I was already thinking about newspaper blogs today from Edward B. Driscoll Jr.’s slap that newspaper blogs were just dull, but now along comes that fuzzy iconoclast Jeff Jarvis who says the problem with newspaper blogs is that they’re on newspapers:
So I think that if newspapers are going to blog, they should have lots of blogs at lots of addresses, lots of people creating lots of brands. And this also means that they must be written in the human voice of the person, not the cold voice of the institution. And, while we’re at it, this means that they must join in and link to other conversations; that is they only way they will spread and grow, not because they live six clicks deep into a giant newspaper site. We are seeing the links and the voice. But the architecture remains a problem.
That’s good advice!
Jarvis actually thinks newspaper bloggers are getting better at having voices, but are thwarted by newspaper Web site navigation. He suggests it’s time for newspaper blogs to move to their own branded domains.

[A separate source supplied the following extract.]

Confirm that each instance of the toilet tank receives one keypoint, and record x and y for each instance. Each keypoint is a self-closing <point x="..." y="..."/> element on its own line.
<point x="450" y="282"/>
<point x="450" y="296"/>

In the comments, Dwight Silverman of the Houston Chronicle provides a reality check:
Online newspapers have a dichotomy of readers. Some of them WANT the stratified navigation of a traditional newspaper applied to the online product. Any newspaper site that has done a redesign has heard from them, bigtime. They are more traditional and expect a newspaper to be, well, a newspaper, even online. And they are legion.
That group is very different from the digirati, who live by RSS feeds, aggregators, link-tracking, etc.
Silverman couldn’t be more right when he says organizing information on a newspaper Web site is a daunting task at best.
Writing on his BlackRimGlasses blog, Ethan Kaplan dices it this way: “The problem with newspapers isn’t necessarily about how bad their blogs are, its that they don’t, as an online presence have the authenticity of a blog.”
As Driscoll noted many attempts at newspaper blogging are flawed by confusing the form with the content. I’ve seen that the newspapers bloggers who do understand it are able to build brands and audiences that are generating significant new traffic. Those that don’t, aren’t. I think knoxnews and other newspaper Web sites are trying to bring authentic blogging to our audiences and engage in conversation and link out and develop relationships. Whether we are doing it successfully is, I guess, for the audience to decide.
The ghettoization of blogs on newspaper sites is a real issue. Some newspaper Web site designs have put blogs front and center while others aren’t that flexible. Certainly the promise of the Blog network we are doing with Dave Mastio is to integrate the local blogging community’s flow into the newspaper’s river of news. I’m hopeful.
Jarvis’ idea of a bundle of brands or a loose network is brands for newspaper Web sites is fascinating and smart. Is special content best buried in a labyrinth newspaper URL or best branded separately? I don’t you need to think that one through, but there are reasons why we do this. We want all our content under the newspaper-dot-com so the audience is aggregated together when it’s counted by comScore or others. The mass of media still weighs heavily on traditional mass media.